Verse 3 establishes creative authority: "All things were made through Him, and without Him nothing was made that was made." This Word that spoke creation into existence is the same One who would speak to the blind, the lame, the dead, and they would be healed.
Verse 5 introduces the central conflict of the Gospel: "And the light shines in the darkness, and the darkness did not comprehend it." Jesus came into a world in spiritual darkness, and that darkness could not extinguish Him.
Verse 14 is perhaps the most extraordinary statement in all of Scripture: "And the Word became flesh and dwelt among us." The eternal God, the Word that created the cosmos, took on human flesh and lived among us. The word "dwelt" literally means "tabernacled", God pitched His tent among His people, just as He had done in the wilderness with Israel.
This is the incarnation: not God appearing as a man, but God becoming a man. Not a visitation, but a habitation. Not a temporary form, but a permanent union of divinity and humanity in the person of Jesus Christ.
John the Baptist is clear about who he is, and who he is NOT. He is not the Christ, not Elijah, not the Prophet.

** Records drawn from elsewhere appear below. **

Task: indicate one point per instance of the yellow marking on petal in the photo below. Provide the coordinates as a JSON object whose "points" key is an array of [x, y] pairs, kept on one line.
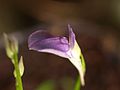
{"points": [[76, 51], [77, 62]]}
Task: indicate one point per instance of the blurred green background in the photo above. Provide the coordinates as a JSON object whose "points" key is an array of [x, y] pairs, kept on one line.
{"points": [[97, 27]]}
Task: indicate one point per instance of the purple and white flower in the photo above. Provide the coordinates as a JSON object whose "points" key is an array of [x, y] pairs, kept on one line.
{"points": [[42, 41]]}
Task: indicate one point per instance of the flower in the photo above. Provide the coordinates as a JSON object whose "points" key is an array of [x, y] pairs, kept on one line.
{"points": [[42, 41]]}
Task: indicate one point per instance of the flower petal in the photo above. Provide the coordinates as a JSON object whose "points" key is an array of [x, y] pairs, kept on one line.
{"points": [[44, 42], [71, 36]]}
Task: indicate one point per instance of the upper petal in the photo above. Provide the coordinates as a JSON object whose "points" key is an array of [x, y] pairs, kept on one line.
{"points": [[45, 42], [71, 37]]}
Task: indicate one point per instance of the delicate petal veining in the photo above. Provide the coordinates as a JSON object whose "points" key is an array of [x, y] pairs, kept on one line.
{"points": [[44, 42], [71, 36], [61, 46]]}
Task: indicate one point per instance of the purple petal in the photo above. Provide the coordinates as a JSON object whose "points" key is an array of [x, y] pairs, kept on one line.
{"points": [[71, 37], [44, 42]]}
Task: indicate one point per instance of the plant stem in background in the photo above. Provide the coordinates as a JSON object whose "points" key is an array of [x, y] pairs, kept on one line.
{"points": [[19, 85], [77, 84]]}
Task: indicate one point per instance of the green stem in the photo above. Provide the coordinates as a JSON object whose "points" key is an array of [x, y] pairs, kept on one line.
{"points": [[77, 84], [18, 76]]}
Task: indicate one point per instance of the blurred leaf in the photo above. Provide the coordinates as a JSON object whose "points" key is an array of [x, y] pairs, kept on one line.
{"points": [[67, 83], [47, 85]]}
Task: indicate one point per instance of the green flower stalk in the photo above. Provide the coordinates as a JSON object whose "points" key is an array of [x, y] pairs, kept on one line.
{"points": [[11, 46]]}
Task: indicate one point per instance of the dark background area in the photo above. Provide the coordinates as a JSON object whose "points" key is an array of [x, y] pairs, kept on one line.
{"points": [[96, 24]]}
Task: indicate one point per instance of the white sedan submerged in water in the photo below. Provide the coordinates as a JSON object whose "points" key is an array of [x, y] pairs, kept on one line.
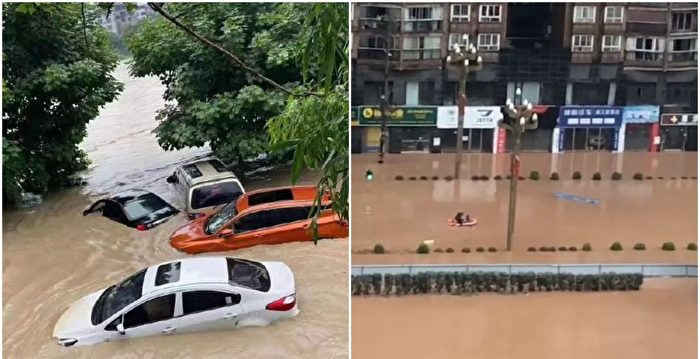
{"points": [[187, 295]]}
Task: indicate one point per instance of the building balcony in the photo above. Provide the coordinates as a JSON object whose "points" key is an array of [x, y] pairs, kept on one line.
{"points": [[422, 25], [611, 57], [648, 29], [683, 57], [377, 25]]}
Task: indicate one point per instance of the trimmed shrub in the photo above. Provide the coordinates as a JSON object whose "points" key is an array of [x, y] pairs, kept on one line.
{"points": [[423, 249], [460, 283]]}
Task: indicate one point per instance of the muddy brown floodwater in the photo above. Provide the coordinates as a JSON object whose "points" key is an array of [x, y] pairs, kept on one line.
{"points": [[402, 214], [52, 255], [659, 321]]}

He is "the voice of one crying in the wilderness: 'Make straight the way of the Lord'" (John 1:23). His entire ministry points away from himself and toward Jesus.
When Jesus appears, John declares: "Behold! The Lamb of God who takes away the sin of the world!" (John 1:29). This single sentence summarizes the entire sacrificial system of the Old Testament. Every lamb offered in the temple was a picture of this moment. Jesus is the fulfillment of every sacrifice ever made.
John also testifies about the Spirit: "I saw the Spirit descending from heaven like a dove, and He remained upon Him." This Jesus, the Lamb, would also be "He who baptizes with the Holy Spirit."
The calling of the first disciples reveals something beautiful: faith spreads person to person. Andrew finds his brother Simon Peter and says: "We have found the Messiah." Philip finds Nathanael. One encounter with Jesus becomes an invitation to another.
Nathanael, skeptical that anything good could come from Nazareth, is stunned when Jesus demonstrates supernatural knowledge: "Before Philip called you, when you were under the fig tree, I saw you." Nathanael's response is immediate and complete: "Rabbi, You are the Son of God! You are the King of Israel!" (John 1:49).
Jesus closes the chapter with a promise of greater things, the disciples will see heaven open and angels ascending and descending on the Son of Man. He is the new Jacob's ladder: the bridge between heaven and earth.
John 1:1-14 is the clearest declaration of the Oneness of God in the New Testament. The Word was with God AND was God, not a second God, but the same God expressing Himself. This Word BECAME flesh, meaning Jesus is not a separate being from the Father but is the Father manifested in a body (1 Timothy 3:16). Isaiah prophesied: "His name shall be called... Everlasting Father" (Isaiah 9:6). In Jesus, we behold the fullness of God in bodily form (Colossians 2:9).